総合エンジニアリングは、国家基幹技術プロジェクトの鍵となる。特に海洋における技術開発は、海況の影響や深海といった特殊環境への対応が求められるため、真に現場で有用な技術やエンジニアリング能力の獲得や蓄積のためには、実海域(フィールド)におけるプロジェクトの展開が必要である。このような、実践の場における技術開発を通じて初めて、国内企業等に技術力や経験が蓄積され、海に強い総合エンジニアリング会社の育成にもつながると考えられる。また、実践の場における取組は、これに参画する国内企業にとっては一つの海洋開発実績となるということも考慮すべきである。技術を国際展開していく上で実績は必要不可欠のものであり、国家基幹技術プロジェクトを進めるに当たっては、あらゆる機会をとらえて国内企業に実績を積む機会を与えることが必要である。なお、メタンハイドレートや海底熱水鉱床の生産システムなどの国家基幹技術プロジェクトを進めるに当たっては、我が国の企業と積極的に連携していくべきである。

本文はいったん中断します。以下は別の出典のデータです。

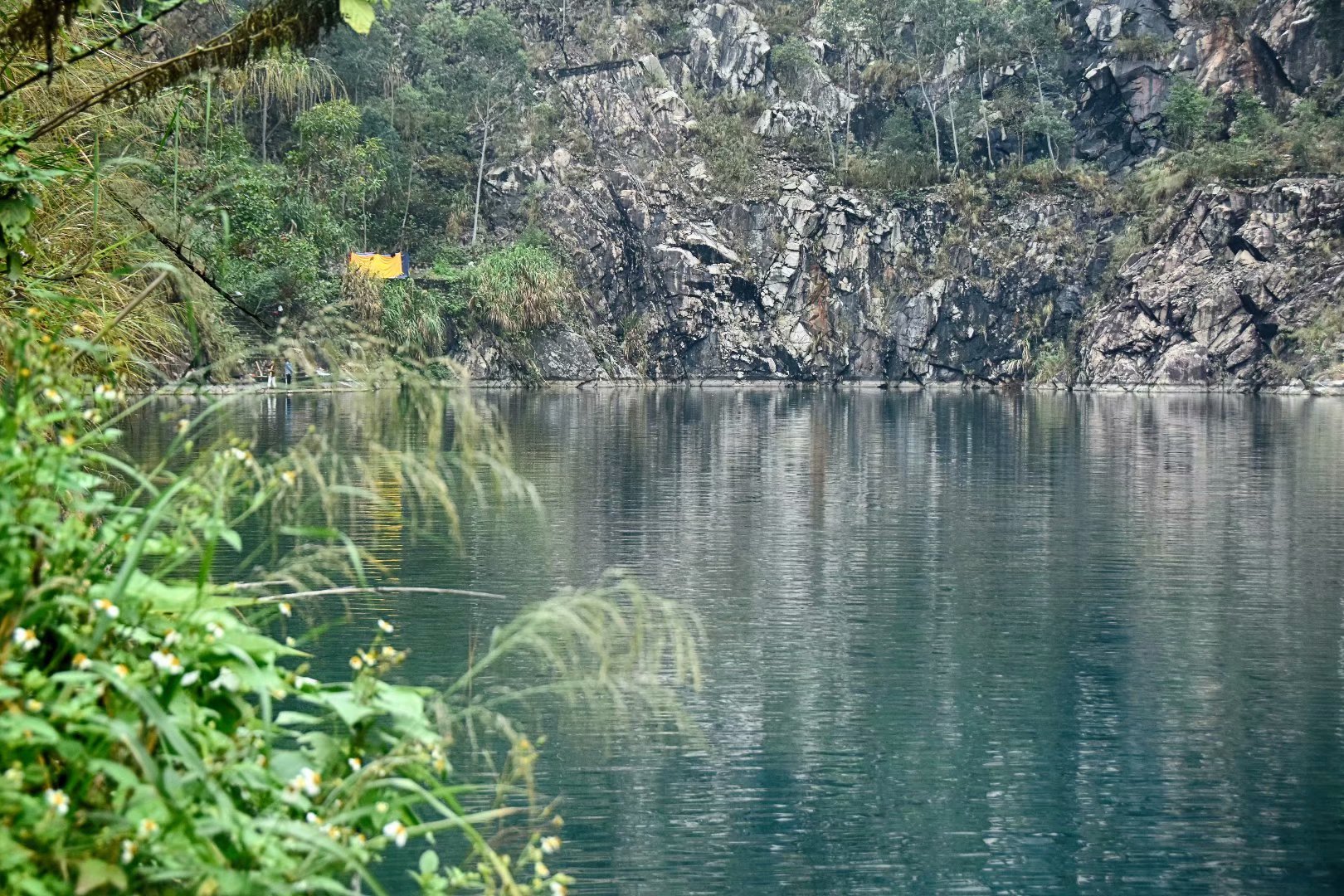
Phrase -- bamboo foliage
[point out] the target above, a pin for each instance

また、実際に各種技術を国家基幹技術としてシステム化・統合化していくに当たっては、開発を効率的に進めるために、最終的なシステムに至る前に、開発している要素技術やソフトウェアが機能するかどうかを科学的に検証・評価するための中間的な実験を行うなど、段階を追って確認していくことが必要不可欠である。

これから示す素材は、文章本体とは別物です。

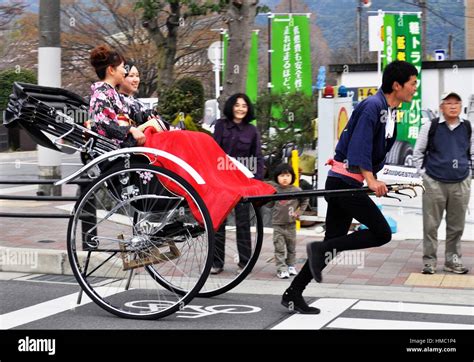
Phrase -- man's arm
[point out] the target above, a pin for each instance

国家基幹技術プロジェクトの推進においては、人材育成の観点を忘れてはならない。重要基盤技術や要素技術の開発を支える、基礎的・先端的な研究開発を担う人材、重要基盤技術を理解し、これらをシステム化・統合化するための総合エンジニアリング能力を持つ人材、機器やインフラを運用するオペレーターなど、多様な人材が求められており、これら人材を育成する取組を、国家基幹技術プロジェクトの推進体制の中、あるいは企業、大学等との連携を通じて進めていくことが求められる。特に、グローバルな視点で多様な人材を供給することが求められる大学との連携は、大学における多角的な教育と国家基幹技術プロジェクトにおける現場での実践が非常に高い相乗効果をもたらすことが期待される。また、将来を見据え、国家基幹技術プロジェクトに大学等の若手研究者や学生を参画させるべきである。
また、将来の産業展開や国際展開を考えれば、これを担うことになる民間の役割を最大化するという視点が重要である。将来のビジネスの主体となる企業や技術移転を受けることが期待される企業が当初からプロジェクトに参画することはもちろん、当該企業がより主体的に参画するよう、企業からの資金や人材がプロジェクト遂行に積極的に導入されるような仕組みを構築すべきである。

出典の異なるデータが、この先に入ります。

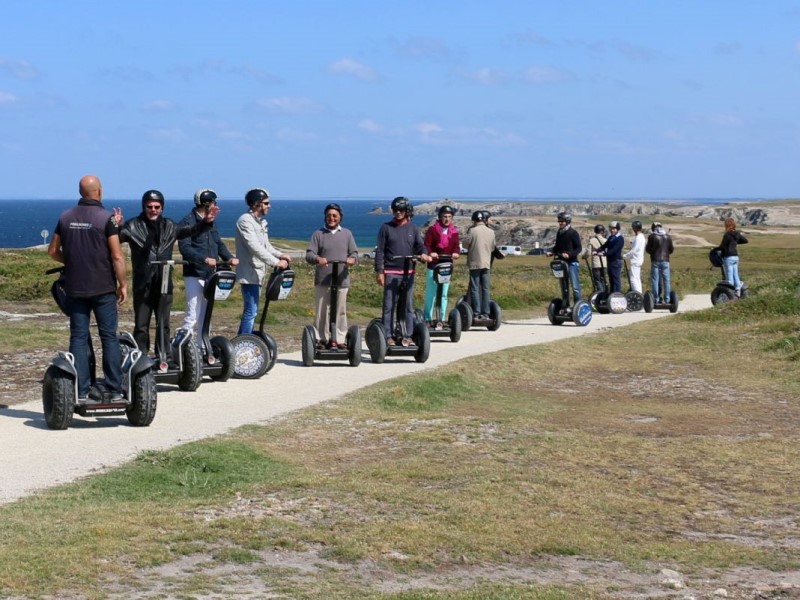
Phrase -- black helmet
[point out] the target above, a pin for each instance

以上を踏まえ、以下に国家基幹技術プロジェクトを推進するための体制について提示する。
○各国家基幹技術プロジェクトの推進体制
○重要基盤技術の開発体制
さらに、以上のプロジェクトごとの推進と重要基盤技術の開発の推進を一体的に行うことが極めて重要であり、これらを一体的にマネジメントする仕組みや、プロジェクトの立案や進捗について適切にフォローアップを行う仕組みを導入することが必要である。今後のいち早い国家基幹技術プロジェクトの実行を期待するとともに、実行の際に適切なフォローアップ体制を構築することを求める。